In a few strides he caught up and stood beside her, bemusedly gazing down at a large rectangular depression filled with sand. ‘So?’

‘It should have its cover on. I s’pose the janitor must have forgotten.’ She glanced about her. ‘I think I know where they keep it. I’ll just run over and see if it’s there.’

She turned and walked away in the direction of the buildings. As she receded from him and stepped into a pool of dark shadow her pale fall of hair remained a visible, beckoning gleam. Then she disappeared around a corner.

He took off after her, cursing, wishing it had all been different. As they had been before, without complications. Why did she have to bother with schoolyards?
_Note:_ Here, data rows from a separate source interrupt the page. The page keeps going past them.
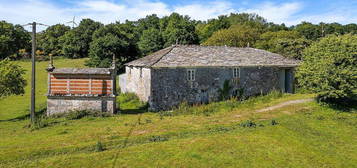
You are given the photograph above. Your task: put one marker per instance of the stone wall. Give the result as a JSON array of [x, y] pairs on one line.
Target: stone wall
[[136, 80], [62, 104], [170, 87]]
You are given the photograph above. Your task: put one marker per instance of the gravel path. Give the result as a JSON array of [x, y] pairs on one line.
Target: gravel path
[[285, 104]]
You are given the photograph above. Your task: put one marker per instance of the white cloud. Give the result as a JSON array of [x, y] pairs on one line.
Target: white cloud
[[277, 13], [109, 11], [205, 11]]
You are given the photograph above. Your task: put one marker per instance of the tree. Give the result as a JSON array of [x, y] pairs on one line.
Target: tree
[[49, 39], [309, 30], [329, 68], [150, 41], [102, 50], [12, 81], [235, 36], [12, 39], [75, 43], [248, 19], [118, 39], [205, 30], [178, 28], [287, 43]]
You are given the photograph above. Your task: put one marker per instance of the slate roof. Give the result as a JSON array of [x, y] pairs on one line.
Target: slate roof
[[203, 56], [104, 71]]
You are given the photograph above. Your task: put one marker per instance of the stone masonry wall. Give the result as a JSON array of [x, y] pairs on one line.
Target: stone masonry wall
[[170, 87], [136, 80], [62, 104]]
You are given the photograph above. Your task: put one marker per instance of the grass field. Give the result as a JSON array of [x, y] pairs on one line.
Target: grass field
[[222, 134]]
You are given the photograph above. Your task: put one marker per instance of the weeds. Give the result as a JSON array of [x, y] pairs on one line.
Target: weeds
[[158, 138], [248, 124]]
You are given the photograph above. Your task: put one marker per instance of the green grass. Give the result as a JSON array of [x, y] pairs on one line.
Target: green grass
[[18, 106], [222, 134]]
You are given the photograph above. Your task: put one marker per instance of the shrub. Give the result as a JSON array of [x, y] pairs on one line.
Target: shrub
[[248, 124], [12, 81], [224, 92], [158, 138], [131, 101], [329, 68]]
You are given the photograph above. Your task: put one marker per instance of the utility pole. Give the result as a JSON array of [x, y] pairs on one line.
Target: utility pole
[[33, 74]]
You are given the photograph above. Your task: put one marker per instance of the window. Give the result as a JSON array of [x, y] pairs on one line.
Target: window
[[191, 74], [236, 72], [141, 72]]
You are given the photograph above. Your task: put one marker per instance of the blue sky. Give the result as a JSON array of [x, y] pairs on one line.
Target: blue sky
[[107, 11]]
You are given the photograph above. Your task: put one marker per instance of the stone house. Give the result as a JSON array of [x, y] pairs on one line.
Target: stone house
[[81, 89], [195, 74]]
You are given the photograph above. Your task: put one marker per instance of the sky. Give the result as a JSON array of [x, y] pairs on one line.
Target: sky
[[292, 12]]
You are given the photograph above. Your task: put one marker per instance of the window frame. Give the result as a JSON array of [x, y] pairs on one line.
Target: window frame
[[191, 75], [236, 72]]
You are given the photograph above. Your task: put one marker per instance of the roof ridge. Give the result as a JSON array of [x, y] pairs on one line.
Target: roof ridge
[[173, 46]]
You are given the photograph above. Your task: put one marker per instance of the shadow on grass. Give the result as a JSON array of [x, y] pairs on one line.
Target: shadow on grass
[[345, 105], [138, 110]]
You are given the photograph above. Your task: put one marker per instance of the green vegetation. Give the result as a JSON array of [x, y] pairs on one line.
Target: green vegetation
[[288, 43], [12, 39], [11, 79], [329, 68], [222, 134]]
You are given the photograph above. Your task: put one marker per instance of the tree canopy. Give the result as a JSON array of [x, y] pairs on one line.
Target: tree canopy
[[329, 68], [12, 39]]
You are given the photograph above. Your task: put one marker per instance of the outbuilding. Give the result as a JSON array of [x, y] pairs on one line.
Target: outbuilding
[[81, 89]]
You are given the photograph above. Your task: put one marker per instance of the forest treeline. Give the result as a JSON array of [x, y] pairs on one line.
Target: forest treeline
[[133, 39], [328, 50]]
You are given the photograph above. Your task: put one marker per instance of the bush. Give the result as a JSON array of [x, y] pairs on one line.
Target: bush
[[99, 147], [329, 68], [248, 124], [12, 81], [158, 138], [78, 114], [131, 101]]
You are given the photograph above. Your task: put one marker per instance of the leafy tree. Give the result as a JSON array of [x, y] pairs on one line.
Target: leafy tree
[[205, 30], [49, 39], [75, 43], [309, 30], [248, 19], [11, 79], [178, 28], [350, 28], [12, 39], [329, 68], [103, 48], [118, 39], [288, 43], [150, 41], [150, 21], [235, 36]]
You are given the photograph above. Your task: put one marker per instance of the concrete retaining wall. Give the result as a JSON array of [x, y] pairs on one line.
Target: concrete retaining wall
[[62, 104]]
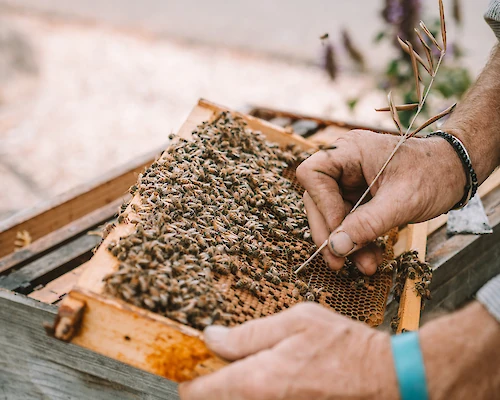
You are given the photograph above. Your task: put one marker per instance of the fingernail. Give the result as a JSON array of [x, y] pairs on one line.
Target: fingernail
[[215, 334], [341, 244]]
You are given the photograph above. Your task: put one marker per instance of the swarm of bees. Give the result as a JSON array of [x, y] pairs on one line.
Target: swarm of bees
[[209, 207]]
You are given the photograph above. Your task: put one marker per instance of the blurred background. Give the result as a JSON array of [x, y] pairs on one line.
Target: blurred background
[[86, 86]]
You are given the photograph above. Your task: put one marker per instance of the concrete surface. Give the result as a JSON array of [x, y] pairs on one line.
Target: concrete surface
[[89, 85]]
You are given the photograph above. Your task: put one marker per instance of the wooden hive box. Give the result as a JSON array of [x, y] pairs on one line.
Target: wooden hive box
[[33, 281]]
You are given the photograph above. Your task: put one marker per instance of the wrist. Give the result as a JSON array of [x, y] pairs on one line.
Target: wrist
[[450, 171], [461, 354]]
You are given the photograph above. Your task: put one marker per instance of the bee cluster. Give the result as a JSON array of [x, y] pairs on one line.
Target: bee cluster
[[220, 205]]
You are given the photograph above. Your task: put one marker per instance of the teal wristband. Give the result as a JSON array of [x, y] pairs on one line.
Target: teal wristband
[[409, 366]]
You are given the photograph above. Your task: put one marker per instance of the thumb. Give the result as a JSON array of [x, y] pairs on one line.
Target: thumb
[[365, 224], [256, 335]]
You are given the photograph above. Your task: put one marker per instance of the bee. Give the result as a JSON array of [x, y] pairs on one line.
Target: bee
[[309, 296], [243, 283], [283, 275], [276, 280], [149, 303], [245, 269], [254, 288]]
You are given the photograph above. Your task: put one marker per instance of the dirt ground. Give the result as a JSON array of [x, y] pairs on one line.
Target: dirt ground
[[79, 99]]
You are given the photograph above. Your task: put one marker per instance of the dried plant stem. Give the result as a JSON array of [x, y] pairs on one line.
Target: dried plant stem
[[404, 137]]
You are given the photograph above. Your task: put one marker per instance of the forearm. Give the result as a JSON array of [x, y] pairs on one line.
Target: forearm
[[476, 120], [462, 355]]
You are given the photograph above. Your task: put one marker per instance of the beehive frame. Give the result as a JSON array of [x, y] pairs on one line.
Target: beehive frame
[[146, 340]]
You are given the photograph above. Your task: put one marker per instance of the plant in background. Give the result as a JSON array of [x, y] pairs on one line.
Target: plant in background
[[402, 16]]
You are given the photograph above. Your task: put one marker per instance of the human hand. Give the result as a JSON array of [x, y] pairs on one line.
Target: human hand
[[424, 179], [307, 352]]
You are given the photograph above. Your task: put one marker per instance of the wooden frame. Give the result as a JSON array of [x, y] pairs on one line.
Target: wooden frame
[[140, 338], [46, 273]]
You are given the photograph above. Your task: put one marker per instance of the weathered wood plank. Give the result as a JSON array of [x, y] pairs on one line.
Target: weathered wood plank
[[35, 366], [461, 264], [74, 204], [59, 287], [272, 113], [52, 265]]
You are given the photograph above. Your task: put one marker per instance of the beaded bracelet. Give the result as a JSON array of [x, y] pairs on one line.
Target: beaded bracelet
[[472, 183]]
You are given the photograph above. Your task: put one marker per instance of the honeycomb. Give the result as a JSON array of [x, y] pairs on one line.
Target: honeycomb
[[182, 263], [365, 303]]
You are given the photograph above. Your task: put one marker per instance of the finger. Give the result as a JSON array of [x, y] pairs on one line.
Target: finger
[[319, 175], [254, 336], [366, 223], [368, 259], [320, 232]]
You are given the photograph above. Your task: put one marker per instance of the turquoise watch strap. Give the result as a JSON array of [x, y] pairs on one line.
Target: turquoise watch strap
[[409, 366]]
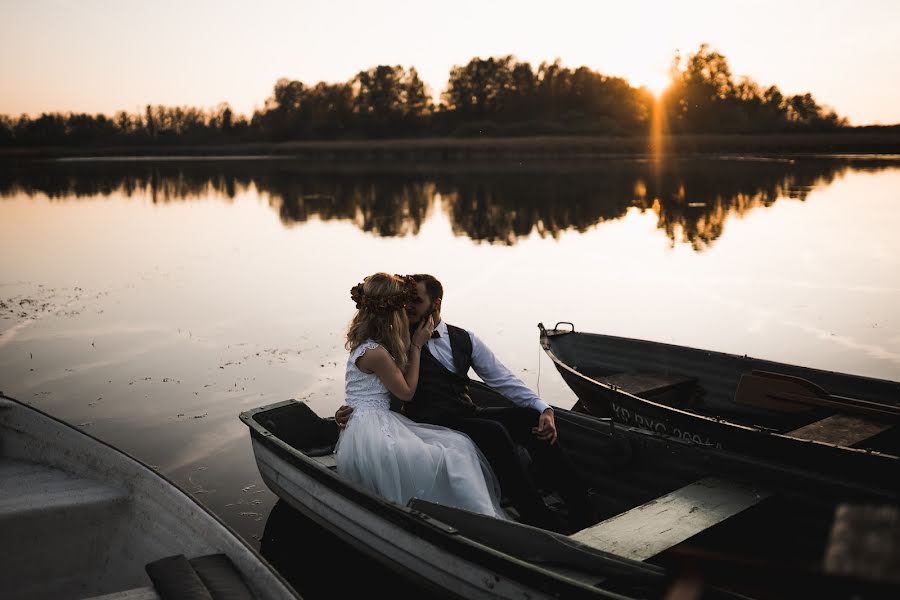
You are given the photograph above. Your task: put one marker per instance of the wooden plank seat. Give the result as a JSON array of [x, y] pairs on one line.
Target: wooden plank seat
[[143, 593], [647, 384], [651, 528], [841, 430]]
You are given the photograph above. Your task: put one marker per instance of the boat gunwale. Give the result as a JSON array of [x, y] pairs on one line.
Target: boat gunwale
[[752, 430], [423, 526], [147, 471]]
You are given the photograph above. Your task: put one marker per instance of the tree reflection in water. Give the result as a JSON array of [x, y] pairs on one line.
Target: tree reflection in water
[[692, 198]]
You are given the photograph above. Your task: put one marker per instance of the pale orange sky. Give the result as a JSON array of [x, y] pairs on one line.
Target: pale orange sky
[[106, 55]]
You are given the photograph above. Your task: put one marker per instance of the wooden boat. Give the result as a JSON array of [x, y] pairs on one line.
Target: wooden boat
[[81, 519], [675, 514], [762, 408]]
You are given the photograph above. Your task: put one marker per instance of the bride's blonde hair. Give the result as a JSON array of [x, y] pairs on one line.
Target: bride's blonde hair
[[380, 315]]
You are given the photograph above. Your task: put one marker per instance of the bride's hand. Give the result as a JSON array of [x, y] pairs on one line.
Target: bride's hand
[[423, 332]]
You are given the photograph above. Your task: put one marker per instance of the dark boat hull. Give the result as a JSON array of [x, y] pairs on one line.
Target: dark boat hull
[[588, 361], [459, 553]]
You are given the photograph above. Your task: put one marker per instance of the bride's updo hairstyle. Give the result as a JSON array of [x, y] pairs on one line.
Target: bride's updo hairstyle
[[381, 316]]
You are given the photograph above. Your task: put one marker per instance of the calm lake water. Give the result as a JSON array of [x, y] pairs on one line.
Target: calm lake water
[[150, 302]]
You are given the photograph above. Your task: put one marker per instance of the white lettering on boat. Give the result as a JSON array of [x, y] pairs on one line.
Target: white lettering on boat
[[628, 417]]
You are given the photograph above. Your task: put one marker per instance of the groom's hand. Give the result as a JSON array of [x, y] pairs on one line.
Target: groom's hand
[[342, 416], [546, 429]]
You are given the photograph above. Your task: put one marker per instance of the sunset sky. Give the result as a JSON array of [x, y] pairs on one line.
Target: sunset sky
[[108, 55]]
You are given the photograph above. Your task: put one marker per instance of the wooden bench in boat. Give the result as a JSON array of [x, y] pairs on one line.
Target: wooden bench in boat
[[326, 460], [647, 385], [651, 528], [841, 430]]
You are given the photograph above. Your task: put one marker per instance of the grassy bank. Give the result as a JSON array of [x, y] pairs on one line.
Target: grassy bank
[[516, 149]]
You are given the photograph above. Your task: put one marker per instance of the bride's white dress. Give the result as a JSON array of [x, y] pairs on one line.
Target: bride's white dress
[[398, 458]]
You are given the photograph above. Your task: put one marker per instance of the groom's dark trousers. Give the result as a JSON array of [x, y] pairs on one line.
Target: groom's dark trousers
[[442, 398]]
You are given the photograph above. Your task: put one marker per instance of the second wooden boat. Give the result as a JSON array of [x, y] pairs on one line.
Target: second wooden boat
[[842, 424]]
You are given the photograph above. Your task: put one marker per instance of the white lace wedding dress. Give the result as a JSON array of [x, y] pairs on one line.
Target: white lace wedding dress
[[398, 458]]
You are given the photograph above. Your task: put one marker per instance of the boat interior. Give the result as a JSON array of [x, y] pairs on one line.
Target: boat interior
[[682, 513], [77, 522], [801, 402]]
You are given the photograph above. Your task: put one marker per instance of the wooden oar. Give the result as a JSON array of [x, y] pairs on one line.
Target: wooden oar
[[787, 393]]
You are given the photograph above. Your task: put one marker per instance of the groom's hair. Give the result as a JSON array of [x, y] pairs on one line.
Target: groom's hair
[[432, 285]]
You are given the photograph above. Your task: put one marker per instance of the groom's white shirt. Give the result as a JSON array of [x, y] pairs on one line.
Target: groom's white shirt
[[486, 365]]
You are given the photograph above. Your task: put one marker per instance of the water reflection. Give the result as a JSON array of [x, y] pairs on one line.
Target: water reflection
[[692, 198]]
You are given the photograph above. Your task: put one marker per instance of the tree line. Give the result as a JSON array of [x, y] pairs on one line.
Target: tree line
[[496, 96]]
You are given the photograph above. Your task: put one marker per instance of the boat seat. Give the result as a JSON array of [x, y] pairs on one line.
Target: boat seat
[[37, 489], [647, 385], [146, 593], [841, 430], [326, 460], [203, 578], [864, 543], [651, 528]]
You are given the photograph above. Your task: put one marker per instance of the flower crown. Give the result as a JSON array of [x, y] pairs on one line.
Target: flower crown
[[385, 304]]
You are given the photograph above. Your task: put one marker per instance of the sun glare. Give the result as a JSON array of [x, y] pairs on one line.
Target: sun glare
[[656, 84]]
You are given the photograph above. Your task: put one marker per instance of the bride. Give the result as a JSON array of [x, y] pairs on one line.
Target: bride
[[386, 452]]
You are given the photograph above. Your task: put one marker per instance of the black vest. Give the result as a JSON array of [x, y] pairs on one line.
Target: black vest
[[442, 396]]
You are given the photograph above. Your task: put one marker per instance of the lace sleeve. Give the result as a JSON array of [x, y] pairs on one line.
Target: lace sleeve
[[361, 349]]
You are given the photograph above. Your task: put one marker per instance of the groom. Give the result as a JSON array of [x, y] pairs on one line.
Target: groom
[[442, 398]]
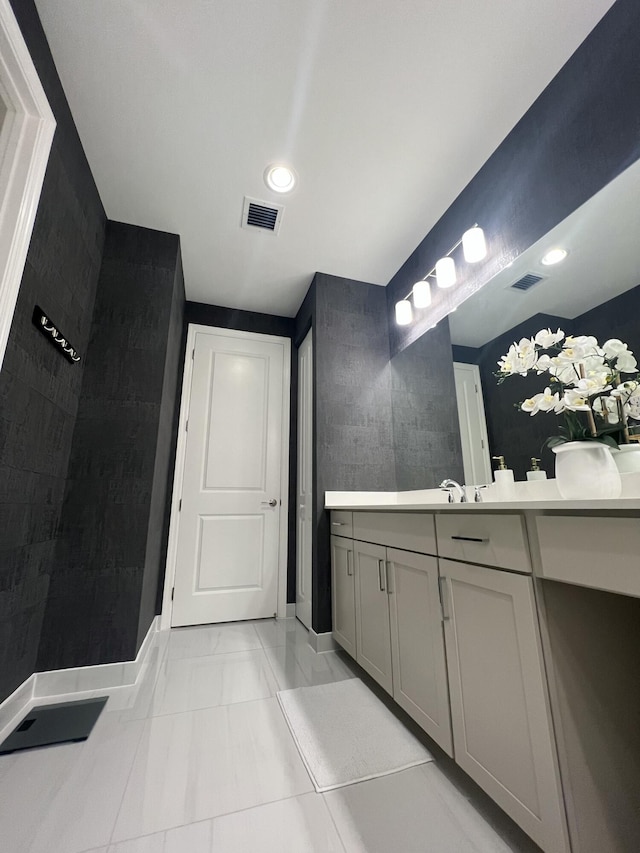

Why couldn’t they just be lovers again, with the world on a string?

‘It’s around here,’ she called. ‘Do you mind giving me a hand?’

Perhaps it had been a mistake to kiss her in the brasserie. This was a school, hardly an erotic setting, but as he followed her into a shadowy alcove under a staircase in the deserted place the air suddenly sprang alive with sexual overtones. In spite of the taboo aspects of the occasion, echoes of rules and discipline and good behaviour, even worse, her now being a mother, that kiss simmered in his blood like a provocation.